“Good people”, una buona fotografia dei nostri tempi (e del Festival)
Al Teatro Mercadante lo spettacolo di Lindsay-Abaire propone una riflessione agrodolce fedelmente trasposta da Roberto Andò.
Good people, in scena il 17 e il 18 giugno al teatro Mercadante, costituisce una fotografia molto completa e fedele del Napoli Teatro Festival Italia, la manifestazione giunta alla sua settima edizione all’interno della quale la pièce è stata presentata. Il testo di David Lindsay-Abaire è stato messo in scena dal regista Roberto Andò (apprezzato lo scorso anno al cinema con Viva la libertà) e consiste in una commedia assai raffinata che ha luogo a Boston: ci troviamo precisamente a Southie, periferia degradata, e seguiamo le disavventure lavorative di Margie Walsh, donna di mezza età che si ritrova disoccupata dopo dieci minuti di spettacolo. Margie era una cassiera, è sommersa dalle difficoltà economiche, è madre (sola) di una ragazza disabile che non vedremo mai in scena, e vive in affitto.
Michela Cescon interpreta la protagonista ed i suddetti dieci minuti servono anche allo spettatore per abituarsi a un’interpretazione ricca di movenze smargiasse, ispirate agli atteggiamenti tipicamente aggressivi delle donne di bassa estrazione, specie se di colore, a cui gli stereotipi dei telefilm americani ci hanno abituato. Un registro particolare che si rivela presto adeguato per un personaggio iperattivo, dal carattere forte e positivo che, sullo sfondo dei problemi su cui è costruita tutta la commedia, garantisce empatia ed affezione.
Nel ricercare un impego, Margie stravolge la vita di Mike (Luca Lazzareschi), un vecchio amico ed ex-fidanzato che si è affermato, è diventato medico ed ha abbandonato lo squallore del Southie mettendo su famiglia. L’incontro tra i due nello studio medico prima, a casa di Mike e in presenza della moglie (ottima e misurata Esther Elisha) poi, inquadra il nodo essenziale e concettuale della messinscena: il confronto tra classi sociali diverse e tra i percorsi di vita che, come per chiunque di noi, cominciano in un certo luogo e conducono (o non conducono) altrove – il luogo in questione è piuttosto imprevedibile.
Da una parte una coppia composta da un medico e una docente universitaria, dall’altra Margie, indigente e pronta a qualunque tipo di occupazione onesta, perché ha sempre accettato lavori più o meno appaganti. Differenti tipi di “brave persone”. Del resto, prima che lui partisse per l’università grazie a una borsa di studio, Margie frequentava Mike, poi aveva scelto di lasciarlo e ora giunge a chiedersi se quella casa avrebbe potuto appartenerle, se non si fossero separati. Un confronto lancinante tra storie individuali determinate da scelte variamente coscienti, da opportunità disuguali, dal caso.
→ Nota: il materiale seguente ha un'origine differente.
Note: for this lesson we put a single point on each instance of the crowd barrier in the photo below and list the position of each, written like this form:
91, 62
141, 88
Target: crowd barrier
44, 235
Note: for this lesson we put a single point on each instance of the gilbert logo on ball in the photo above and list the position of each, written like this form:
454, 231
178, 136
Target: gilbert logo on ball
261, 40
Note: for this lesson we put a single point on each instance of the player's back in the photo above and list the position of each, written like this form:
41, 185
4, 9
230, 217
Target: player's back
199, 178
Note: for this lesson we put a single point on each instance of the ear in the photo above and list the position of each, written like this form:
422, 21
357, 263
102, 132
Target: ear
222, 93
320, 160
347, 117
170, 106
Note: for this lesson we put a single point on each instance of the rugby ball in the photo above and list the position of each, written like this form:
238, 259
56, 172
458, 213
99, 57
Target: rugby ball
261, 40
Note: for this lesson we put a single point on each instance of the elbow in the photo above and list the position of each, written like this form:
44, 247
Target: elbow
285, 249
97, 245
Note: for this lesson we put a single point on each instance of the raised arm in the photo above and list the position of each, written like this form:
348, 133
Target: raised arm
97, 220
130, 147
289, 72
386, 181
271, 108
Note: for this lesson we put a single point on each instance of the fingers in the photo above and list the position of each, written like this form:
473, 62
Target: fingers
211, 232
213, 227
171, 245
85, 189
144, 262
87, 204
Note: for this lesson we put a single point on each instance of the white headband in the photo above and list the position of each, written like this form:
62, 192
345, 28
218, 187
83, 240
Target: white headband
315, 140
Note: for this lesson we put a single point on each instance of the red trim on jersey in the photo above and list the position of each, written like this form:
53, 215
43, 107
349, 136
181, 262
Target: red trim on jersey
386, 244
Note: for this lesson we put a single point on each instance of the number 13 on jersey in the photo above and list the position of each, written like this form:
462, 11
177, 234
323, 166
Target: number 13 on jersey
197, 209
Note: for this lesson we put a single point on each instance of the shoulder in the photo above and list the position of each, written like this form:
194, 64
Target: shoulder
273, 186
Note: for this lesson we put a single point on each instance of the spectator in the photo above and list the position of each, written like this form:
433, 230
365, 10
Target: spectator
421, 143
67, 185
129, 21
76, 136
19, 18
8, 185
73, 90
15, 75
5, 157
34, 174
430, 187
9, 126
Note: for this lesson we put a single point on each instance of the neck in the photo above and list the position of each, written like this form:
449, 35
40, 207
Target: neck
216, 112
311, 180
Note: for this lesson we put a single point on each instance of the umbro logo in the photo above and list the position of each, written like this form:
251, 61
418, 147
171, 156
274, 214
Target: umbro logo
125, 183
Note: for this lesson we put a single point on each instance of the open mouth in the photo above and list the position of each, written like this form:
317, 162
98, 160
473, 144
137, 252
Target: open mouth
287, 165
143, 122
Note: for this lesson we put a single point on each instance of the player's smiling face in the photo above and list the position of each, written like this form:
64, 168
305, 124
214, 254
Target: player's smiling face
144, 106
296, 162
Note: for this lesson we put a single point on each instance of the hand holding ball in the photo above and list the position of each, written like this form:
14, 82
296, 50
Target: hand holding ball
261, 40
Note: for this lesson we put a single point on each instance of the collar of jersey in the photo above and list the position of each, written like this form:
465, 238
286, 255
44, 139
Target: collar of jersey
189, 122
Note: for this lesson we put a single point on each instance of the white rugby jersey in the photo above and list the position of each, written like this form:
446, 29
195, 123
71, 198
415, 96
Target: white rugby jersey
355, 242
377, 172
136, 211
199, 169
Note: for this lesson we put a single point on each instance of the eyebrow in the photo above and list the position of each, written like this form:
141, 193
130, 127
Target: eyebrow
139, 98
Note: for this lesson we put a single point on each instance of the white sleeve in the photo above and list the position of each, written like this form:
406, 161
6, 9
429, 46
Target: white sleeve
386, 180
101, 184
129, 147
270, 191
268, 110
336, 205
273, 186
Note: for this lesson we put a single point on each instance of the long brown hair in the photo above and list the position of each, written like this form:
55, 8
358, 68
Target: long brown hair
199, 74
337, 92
Questa ricerca insolubile di risposte, scopre tutto un pozzo d’amarezza nascosto sotto il velo ironico che lo spettacolo alimenta soprattutto nel primo atto.
Prolisso nelle situazioni e nei dialoghi, il testo viene proposto da Andò con una regia naturalistica, che ricrea intere ambientazioni da sobborgo statunitense, e appartamenti arredati che si scoprono e avanzano a centro scena grazie a piattaforme mobili. Una resa scenica che è tutta funzionale alla drammaturgia, e a ragione, poiché il testo con cui Lindsay-Abaire è stato nominato ai Tony Awards 2011, elabora un tema tanto problematico quanto pregnante di sempiterni significati.
Infine, ecco la fotografia del Festival che Good people riassume: una messinscena in pieno stile borghese, senza alcun tipo di sbilanciamento, di spasimo, di azzardo. Tutto molto canonico, permette un dispendio di risorse e di soluzioni di buona riuscita, al netto della possibilità economica di cui la produzione dispone. Un teatro imbandito, pieno di anziani che si lasciano cogliere dalla riflessione intrinseca alla drammaturgia, un colpo sicuro. Tale pubblico, verosimilmente, dimenticherà presto tale riflessione, incentrata proprio sul paradosso economico e sociale che è sempre visibile a pochi metri da noi (basta cercarlo, volerlo vedere). Ricorderanno qualche risata, il contesto esclusivo, il Festival. Che peccato.